The Last Hunt

Chapter 8

 Facing me was a gigantic wall, perhaps fifty feet high. I had no idea what purpose it played, but it must have been there for centuries judging from the old and gnarled vines clinging to its wall. The wall seemed to have been made from gigantic trees, cut down and then lashed together. I laughed out loud. My feverish mind went back to an old movie I had seen concerning an oversized ape that lived on the other side of the wall and which terrorized the natives from time to time and to whom the natives always offered a young virgin for sacrifice. Then I put two and two together: the map, the name Skull Island, this wall and that old movie. I was really losing it, I thought. Could it be that Bryan knew about this and that he was re-living the legend?

It did not seem possible. At that moment all suppositions went by the board. From far away I heard that sound from hell again. The pets were back.

I did not hesitate. I grabbed a vine and began to climb, quickly and without any plans. My only idea was to get on the other side of that wall. I did not think of anything else as I went hand over hand to the top. The barking became louder and louder as the brutes picked up my scent. I did not stop to rest. My breathing became more and more labored and strained. I was ten feet from the top when a voice broke through my exertions.

“Give it up, lady. You have no chance at all. I could be tempted to change my plans if you come down. After all it’s been a long time since I have had the pleasure of a woman’s company.”

Those words energized me like none ever did before. I heard a shot and felt the sting of the bullet as it creased my cheek. I redoubled my effort and kicked myself up with my legs. I reached the top but the madman’s second bullet reached me as he fired again. I felt it hit my shoulder as I flipped myself over the top and fell headlong into the fog that obscured the other side of the wall.

I fell through an endless string of vines and branches that fortunately slowed my descent. I hit solid ground and lay dazed for an eternity. I had no broken bones, so I got up and moved to the right parallel to the wall. I was safe for the time being. So, I planned my next move, which would be the location of a boat. But I stopped suddenly. A feeling of anger overtook me and I screamed aloud ”It’s my time now. Let’s even the score.”

I heard that voice again, chuckling. I knew I was on solid ground. I actually ran until I neared the end of the wall. I turned it and walked along the beach. Then I saw it—the house, not the boat. There was no one around, so I went in and made myself at home.”

“Marlowe here again. The lady smiled a genuine smile this time and took a deep breath. She drank her coffee slowly. She was obviously relishing telling us the end of the story. We all waited patiently.”

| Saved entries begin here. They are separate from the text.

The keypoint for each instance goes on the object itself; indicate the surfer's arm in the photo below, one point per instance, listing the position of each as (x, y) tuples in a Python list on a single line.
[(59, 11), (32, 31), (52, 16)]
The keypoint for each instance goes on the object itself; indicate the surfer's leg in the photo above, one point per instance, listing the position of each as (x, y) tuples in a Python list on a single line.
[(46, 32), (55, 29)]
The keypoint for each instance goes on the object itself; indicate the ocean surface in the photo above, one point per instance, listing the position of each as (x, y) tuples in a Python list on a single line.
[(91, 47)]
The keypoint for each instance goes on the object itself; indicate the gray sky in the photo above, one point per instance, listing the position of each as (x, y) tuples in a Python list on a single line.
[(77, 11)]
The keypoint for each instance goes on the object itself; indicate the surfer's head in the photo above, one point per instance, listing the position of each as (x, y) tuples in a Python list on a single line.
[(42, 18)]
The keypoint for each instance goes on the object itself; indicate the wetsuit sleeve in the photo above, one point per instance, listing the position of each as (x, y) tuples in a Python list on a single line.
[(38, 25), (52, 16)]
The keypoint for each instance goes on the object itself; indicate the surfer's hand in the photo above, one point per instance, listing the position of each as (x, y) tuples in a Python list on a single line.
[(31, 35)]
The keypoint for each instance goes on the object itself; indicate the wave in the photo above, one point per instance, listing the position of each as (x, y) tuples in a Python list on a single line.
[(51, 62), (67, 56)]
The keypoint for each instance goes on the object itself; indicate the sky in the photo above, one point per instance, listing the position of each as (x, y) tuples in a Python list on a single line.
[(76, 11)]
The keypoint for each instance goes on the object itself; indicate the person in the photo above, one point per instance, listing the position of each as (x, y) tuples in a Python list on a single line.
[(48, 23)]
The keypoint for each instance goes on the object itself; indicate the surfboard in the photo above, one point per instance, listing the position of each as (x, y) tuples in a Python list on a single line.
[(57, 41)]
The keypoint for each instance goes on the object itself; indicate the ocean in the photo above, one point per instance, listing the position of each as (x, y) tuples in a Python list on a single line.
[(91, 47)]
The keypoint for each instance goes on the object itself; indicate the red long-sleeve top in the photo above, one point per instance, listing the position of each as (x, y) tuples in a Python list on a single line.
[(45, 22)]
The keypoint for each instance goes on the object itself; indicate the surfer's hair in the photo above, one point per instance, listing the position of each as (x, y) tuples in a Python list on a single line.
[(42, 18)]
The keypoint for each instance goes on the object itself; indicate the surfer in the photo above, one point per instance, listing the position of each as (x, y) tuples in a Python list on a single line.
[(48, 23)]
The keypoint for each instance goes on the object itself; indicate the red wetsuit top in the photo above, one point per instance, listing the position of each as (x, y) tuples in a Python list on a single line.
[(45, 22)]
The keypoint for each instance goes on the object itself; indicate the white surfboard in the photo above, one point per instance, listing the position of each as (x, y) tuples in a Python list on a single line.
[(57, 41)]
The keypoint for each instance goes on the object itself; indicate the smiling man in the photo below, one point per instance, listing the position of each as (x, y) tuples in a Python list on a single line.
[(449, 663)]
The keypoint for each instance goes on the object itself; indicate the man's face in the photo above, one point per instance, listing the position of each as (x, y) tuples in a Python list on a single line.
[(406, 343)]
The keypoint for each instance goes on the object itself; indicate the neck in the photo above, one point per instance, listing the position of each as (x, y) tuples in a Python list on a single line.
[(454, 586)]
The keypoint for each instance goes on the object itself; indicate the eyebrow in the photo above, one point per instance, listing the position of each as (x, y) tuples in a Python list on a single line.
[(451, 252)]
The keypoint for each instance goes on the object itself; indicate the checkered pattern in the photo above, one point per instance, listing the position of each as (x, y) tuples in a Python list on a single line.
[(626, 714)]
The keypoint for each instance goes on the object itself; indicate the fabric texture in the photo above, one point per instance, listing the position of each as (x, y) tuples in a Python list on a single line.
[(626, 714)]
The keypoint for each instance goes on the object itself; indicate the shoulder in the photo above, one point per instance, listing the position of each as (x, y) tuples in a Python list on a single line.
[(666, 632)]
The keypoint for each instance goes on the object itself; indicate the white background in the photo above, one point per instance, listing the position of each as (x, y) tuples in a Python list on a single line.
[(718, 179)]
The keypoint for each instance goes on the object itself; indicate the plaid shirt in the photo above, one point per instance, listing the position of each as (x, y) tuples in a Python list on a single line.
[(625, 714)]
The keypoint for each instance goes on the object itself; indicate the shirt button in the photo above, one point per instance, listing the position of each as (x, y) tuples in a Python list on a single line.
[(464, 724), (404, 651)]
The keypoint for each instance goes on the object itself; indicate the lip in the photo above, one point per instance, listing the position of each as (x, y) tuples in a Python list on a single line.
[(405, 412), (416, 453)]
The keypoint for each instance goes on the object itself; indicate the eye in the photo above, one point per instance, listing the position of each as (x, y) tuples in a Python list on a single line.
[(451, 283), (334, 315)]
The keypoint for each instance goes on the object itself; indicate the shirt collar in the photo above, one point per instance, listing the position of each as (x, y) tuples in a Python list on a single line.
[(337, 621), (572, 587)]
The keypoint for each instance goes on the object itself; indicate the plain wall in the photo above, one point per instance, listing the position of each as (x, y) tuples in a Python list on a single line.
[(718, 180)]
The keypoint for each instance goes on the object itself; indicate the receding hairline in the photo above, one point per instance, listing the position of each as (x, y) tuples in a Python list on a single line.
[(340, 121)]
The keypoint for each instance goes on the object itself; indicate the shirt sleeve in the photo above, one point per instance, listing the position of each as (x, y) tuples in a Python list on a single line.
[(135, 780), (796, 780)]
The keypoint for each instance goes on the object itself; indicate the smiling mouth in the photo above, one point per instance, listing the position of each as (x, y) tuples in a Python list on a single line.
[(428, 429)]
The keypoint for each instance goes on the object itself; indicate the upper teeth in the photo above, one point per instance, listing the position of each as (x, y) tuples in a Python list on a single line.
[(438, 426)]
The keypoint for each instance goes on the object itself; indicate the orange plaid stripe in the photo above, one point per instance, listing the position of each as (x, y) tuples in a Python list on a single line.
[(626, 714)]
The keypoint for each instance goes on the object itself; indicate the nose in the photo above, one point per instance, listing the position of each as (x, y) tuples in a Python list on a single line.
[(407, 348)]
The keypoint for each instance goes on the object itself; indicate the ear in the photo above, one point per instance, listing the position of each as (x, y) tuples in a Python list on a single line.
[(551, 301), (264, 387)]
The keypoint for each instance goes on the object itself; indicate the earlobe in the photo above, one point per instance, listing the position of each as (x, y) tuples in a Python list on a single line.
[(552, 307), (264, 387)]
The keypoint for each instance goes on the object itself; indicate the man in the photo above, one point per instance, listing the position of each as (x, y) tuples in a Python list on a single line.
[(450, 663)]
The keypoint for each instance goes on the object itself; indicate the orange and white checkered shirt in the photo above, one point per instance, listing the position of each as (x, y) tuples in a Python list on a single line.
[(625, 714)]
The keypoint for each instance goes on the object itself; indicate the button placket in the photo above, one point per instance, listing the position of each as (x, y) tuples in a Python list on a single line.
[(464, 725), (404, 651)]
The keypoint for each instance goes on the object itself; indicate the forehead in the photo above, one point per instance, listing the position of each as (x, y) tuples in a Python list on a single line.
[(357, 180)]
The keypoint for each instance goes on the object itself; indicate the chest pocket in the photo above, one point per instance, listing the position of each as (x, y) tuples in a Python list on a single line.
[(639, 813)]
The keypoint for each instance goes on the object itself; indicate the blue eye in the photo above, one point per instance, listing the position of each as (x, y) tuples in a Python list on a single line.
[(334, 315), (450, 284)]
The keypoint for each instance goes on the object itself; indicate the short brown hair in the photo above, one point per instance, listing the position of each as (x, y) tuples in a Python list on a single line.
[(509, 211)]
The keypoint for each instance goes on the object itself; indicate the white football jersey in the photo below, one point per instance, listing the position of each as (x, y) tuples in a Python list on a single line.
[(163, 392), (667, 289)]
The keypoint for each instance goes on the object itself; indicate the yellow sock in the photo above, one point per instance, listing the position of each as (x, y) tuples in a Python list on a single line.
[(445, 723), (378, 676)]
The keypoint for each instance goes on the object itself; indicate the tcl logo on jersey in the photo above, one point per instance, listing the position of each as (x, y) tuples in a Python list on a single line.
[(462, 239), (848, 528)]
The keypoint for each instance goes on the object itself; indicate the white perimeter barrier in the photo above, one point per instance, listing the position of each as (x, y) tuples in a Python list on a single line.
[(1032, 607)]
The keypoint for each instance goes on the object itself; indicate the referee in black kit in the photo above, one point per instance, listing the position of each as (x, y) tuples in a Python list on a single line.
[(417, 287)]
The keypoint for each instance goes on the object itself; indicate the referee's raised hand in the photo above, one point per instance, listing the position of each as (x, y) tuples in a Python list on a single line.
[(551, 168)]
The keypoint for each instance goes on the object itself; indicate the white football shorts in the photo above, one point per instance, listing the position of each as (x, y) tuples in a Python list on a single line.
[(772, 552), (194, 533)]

“I was at the dining hall table when Marko walked in. I will never forget the shock that went through him when he saw me sitting there quietly and seemingly without any fear. He still had his rifle, but it was pointing down.

“Congratulations, dear lady. You completely fooled me. It looks like the proverbial Mexican standoff. What do you suggest we do about it?’

“You still have the edge with that big cannon of yours. So, we should even the odds.”

I brought my right hand up and pointed the revolver at his heart.

We both said nothing for a long time. A fatalistic smile creased his face. I detected a sad look on his face as he said, “You have the pistol aimed at my least vulnerable spot. I lost all feelings for humanity a long time ago. One of us will dine alone this evening.”

He raised his rifle. We shot at the same time. I had a most wonderful dinner.”

“We waited for the end of the story. It never came. The beautiful lady excused herself and left the table. I was the first one to react. I went after her.

“What happened after. We know you survived but how did you get off the island?”

 She smiled a tender, wistful, gentle and lonely smile. She murmured, “That’s another story. Goodnight.” She turned and walked away.

I went down to breakfast very early the next morning. The lady was not there. In a way, that did not surprise me. I inquired of the desk clerk.

He replied, “She checked out at five this morning.”

Some time passed. Then one day I saw a series of articles and photos in the N.Y. Times. It concerned an expedition to some unknown island led by a famous photographer. Then her identity hit me. The headlines read: “The Last Hunt.”

I hoped that the lady had finally gotten rid of her demons. I never heard of her again. R.I.P. lovely lady.”